Dans les pages intérieures du Telegraph, le journaliste Andrew Pierce expliquait que Sa Majesté mise désormais sur le prince William — un jeune homme qui ressemble fort à sa mère, feue la princesse Diana — pour assurer l’avenir de la monarchie. De plus, M. Pierce y remarquait le contraste entre la popularité du fils et l’impopularité du père.

Mais pour sauter de Charles à son fils William, il n’y a, écrit Spector, que deux manières: que le premier meure — mais ils sont tous en bonne santé– ou que…

le Parlement de Westminster et les Parlements des 15 autres monarchies du Commonwealth, y compris celui du Canada, légifèrent pour modifier l’ordre de succession.

Spector affirme que le prince William, 26 ans, est plus populaire au Canada que son père. Je veux bien le croire. Et il n’est pas certain que l’apparition sur internet et dans les gazettes de son membre viril lui nuisent dans toutes les couches de la population.

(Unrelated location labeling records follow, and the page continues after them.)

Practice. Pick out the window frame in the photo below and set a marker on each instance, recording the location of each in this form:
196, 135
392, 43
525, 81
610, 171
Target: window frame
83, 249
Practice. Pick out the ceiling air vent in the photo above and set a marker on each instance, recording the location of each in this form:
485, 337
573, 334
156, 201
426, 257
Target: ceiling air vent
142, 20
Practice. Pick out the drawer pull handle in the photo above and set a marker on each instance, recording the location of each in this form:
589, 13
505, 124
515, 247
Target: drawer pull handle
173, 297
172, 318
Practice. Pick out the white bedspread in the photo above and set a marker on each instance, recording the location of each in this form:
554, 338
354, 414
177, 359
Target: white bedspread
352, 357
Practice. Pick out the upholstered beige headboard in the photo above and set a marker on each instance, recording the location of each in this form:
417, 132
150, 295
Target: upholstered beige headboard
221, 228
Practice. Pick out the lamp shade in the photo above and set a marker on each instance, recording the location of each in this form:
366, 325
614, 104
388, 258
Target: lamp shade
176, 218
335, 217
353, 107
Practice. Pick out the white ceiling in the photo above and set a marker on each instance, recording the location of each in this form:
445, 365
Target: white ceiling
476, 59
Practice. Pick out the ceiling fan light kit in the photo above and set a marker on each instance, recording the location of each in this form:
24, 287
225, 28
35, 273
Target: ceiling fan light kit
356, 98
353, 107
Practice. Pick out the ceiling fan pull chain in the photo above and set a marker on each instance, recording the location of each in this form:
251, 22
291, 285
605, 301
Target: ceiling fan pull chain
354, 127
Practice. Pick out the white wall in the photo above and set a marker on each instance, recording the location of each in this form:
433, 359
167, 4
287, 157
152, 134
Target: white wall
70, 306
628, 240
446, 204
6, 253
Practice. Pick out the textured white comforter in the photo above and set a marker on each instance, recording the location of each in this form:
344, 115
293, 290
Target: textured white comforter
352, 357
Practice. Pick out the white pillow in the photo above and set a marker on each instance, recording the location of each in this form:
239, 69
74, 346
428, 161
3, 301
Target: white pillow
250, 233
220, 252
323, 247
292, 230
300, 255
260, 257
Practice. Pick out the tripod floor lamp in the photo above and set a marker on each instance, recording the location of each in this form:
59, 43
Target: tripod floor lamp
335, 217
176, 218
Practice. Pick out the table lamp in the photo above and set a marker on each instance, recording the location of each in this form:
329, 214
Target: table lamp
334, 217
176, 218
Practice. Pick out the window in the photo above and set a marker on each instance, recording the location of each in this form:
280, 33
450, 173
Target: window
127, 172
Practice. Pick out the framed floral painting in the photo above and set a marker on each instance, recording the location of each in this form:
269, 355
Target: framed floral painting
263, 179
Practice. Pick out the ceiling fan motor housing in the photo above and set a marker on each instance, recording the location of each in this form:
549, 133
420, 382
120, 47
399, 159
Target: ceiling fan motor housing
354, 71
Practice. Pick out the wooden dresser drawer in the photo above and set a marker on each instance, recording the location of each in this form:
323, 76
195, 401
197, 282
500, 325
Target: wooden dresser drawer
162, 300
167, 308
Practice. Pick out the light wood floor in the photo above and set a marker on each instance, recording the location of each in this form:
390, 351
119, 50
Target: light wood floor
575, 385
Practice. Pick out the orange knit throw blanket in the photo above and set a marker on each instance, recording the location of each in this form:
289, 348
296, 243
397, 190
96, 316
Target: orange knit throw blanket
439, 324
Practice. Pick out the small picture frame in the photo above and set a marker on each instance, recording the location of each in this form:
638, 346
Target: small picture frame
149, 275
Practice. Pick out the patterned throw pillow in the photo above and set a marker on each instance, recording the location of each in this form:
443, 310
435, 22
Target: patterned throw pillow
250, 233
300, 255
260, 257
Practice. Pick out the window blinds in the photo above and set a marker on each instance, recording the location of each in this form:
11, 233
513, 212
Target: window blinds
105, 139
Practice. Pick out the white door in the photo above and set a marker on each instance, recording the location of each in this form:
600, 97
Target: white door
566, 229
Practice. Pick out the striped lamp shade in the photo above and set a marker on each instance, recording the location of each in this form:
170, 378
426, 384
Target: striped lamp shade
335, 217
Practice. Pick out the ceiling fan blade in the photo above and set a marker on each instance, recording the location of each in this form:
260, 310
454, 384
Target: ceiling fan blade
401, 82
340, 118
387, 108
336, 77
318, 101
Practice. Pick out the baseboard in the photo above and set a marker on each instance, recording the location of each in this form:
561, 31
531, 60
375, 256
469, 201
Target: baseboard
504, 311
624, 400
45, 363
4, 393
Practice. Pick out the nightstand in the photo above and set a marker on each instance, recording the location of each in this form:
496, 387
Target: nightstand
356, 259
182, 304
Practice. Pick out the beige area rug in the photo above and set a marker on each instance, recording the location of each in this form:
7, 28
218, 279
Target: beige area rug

A mon avis, le principal argument favorable au remplacement de Charles par William est cosmétique. En effet, vous n’y aviez pas pensé, mais lorsque Elizabeth nous quittera, nous devrons remplacer son effigie sur nos cents et sur nos billets de 20 dollars. L’idée de se promener les poches pleines de photos de Charles constituera une forte motivation pour se débarrasser de la monarchie. Au contraire, si la Princesse Diana était devenue Reine, je gage que plusieurs pays auraient voulu se joindre au Commonwealth pour mettre la photo de la déesse/reine sur leur monnaie et lui faire ainsi prendre de la valeur.

Mais si nous sommes pris avec Charles, et ne voulons pas de l’image de Monsieur Rien dans nos porte-feuilles, reste la rupture: la fin de notre lien avec la maison d’Angleterre. Pas si vite ! Entre autre legs admirables, le grand démocrate Pierre Elliot Trudeau a reconduit dans la constitution de 1982 (jamais ratifiée par le Québec) l’article nommant le détenteur du trône d’Angleterre chef d’État du Canada. Pour se débarrasser de Charles, explique encore Spector, il faut l’accord d’Ottawa et de toutes les provinces. Toutes ? Toutes !

Revenons au Québec. Que faut-il faire, pour la visite royale de Charles ? Pour le RRQ, manifester contre ce représentant du reliquat de l’empire ? Certes. Il n’y a pas de mauvaise occasion d’exprimer son rejet de la monarchie. Mais à l’Assemblée nationale, un parti en phase avec l’opinion pourrait profiter du passage du prince-aux-grandes-oreilles pour annoncer 1) (s’il s’agit d’un parti souverainiste) qu’un Québec souverain élirait démocratiquement son propre chef d’État; 2) (dans tous les cas) que s’il est au pouvoir au moment du décès d’Elizabeth, il déposera dans les 10 jours un amendement constitutionnel abolissant le lien monarchique entre nous et le trône d’Angleterre.